A ball is thrown upward and outward from a height of 5 feet. The height of the ball, \( f(x) \), in feet, can be modeled by \( f(x)=-0.1 x^{2}+0.6 x+5 \) where \( x \) is the ball's horizontal distance, in feet, from where it was thrown. Use this model to solve parts (a) through (c) a. What is the maximum height of the ball and how far from where it was thrown does this occur? The maximum height is \( \square \) feet, which occurs \( \square \) feet from the point of release. (Round to the nearest tenth as needed.)

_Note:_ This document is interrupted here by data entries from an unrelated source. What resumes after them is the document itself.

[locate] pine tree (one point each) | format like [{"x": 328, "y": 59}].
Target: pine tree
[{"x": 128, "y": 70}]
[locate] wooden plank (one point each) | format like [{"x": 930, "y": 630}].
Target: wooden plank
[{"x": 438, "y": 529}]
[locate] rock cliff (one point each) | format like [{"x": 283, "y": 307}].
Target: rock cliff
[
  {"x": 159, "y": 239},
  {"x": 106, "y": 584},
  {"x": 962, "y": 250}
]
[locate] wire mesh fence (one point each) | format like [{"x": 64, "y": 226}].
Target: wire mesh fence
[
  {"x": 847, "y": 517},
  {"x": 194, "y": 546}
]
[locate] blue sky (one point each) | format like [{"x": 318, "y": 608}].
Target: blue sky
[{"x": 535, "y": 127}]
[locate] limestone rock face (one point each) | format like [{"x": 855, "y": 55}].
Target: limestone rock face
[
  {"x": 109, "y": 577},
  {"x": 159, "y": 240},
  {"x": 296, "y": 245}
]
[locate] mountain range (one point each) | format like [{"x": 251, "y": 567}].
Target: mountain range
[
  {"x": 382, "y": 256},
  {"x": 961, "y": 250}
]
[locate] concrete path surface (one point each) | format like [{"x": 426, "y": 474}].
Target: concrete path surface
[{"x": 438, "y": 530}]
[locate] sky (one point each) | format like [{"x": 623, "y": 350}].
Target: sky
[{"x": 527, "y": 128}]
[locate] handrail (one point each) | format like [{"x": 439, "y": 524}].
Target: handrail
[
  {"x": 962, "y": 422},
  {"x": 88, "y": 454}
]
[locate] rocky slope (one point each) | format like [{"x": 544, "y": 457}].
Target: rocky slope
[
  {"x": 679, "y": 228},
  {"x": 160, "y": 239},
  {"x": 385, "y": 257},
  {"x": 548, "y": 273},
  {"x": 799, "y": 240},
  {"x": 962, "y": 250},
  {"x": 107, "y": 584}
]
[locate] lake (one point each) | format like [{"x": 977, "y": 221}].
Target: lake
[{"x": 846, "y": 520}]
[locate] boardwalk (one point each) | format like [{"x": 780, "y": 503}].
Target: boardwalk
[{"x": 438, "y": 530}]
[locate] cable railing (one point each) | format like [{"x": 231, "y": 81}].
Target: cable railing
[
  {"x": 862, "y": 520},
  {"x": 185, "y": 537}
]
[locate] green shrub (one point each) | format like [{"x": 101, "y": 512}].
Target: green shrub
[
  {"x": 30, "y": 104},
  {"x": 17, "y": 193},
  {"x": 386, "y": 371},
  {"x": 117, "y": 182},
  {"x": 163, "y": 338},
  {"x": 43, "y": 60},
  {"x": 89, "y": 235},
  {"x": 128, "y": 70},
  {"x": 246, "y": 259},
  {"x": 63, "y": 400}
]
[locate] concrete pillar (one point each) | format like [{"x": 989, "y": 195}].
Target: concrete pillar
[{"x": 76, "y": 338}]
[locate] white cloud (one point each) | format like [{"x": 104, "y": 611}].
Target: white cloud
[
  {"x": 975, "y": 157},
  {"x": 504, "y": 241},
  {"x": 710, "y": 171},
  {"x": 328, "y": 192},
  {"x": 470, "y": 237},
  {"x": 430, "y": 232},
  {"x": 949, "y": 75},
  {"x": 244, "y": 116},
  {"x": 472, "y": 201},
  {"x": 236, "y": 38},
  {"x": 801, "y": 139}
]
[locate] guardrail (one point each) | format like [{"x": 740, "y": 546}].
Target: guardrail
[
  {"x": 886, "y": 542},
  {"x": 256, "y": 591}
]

To find the maximum height of the ball, you can use the vertex formula for a quadratic function. The x-coordinate of the vertex is given by \( x = -\frac{b}{2a} \), where \( a = -0.1 \) and \( b = 0.6 \). Plugging in these values gives you: \[ x = -\frac{0.6}{2 \times -0.1} = 3 \] Now, substituting \( x = 3 \) back into the height equation \( f(x) \): \[ f(3) = -0.1(3^2) + 0.6(3) + 5 = -0.1(9) + 1.8 + 5 \] \[ f(3) = -0.9 + 1.8 + 5 = 5.9 \] Thus, the maximum height of the ball is \( 5.9 \) feet, which occurs \( 3 \) feet from the point of release. The math behind projectile motion can be traced all the way back to ancient civilizations, where early thinkers like Aristotle hypothesized about the motions of objects. Fast forward to the Renaissance, and figures like Galileo introduced principles of physics that laid the foundation for our modern understanding—such as the idea that projectiles follow a curved path due to the influence of gravity. In a real-world scenario, you might find this kind of motion in sports, such as basketball shots or when throwing a ball during a game. Understanding the trajectory helps players calculate the optimal angle and force needed for making successful shots. Engineers also utilize these principles when designing roller coasters to ensure thrilling yet safe experiences!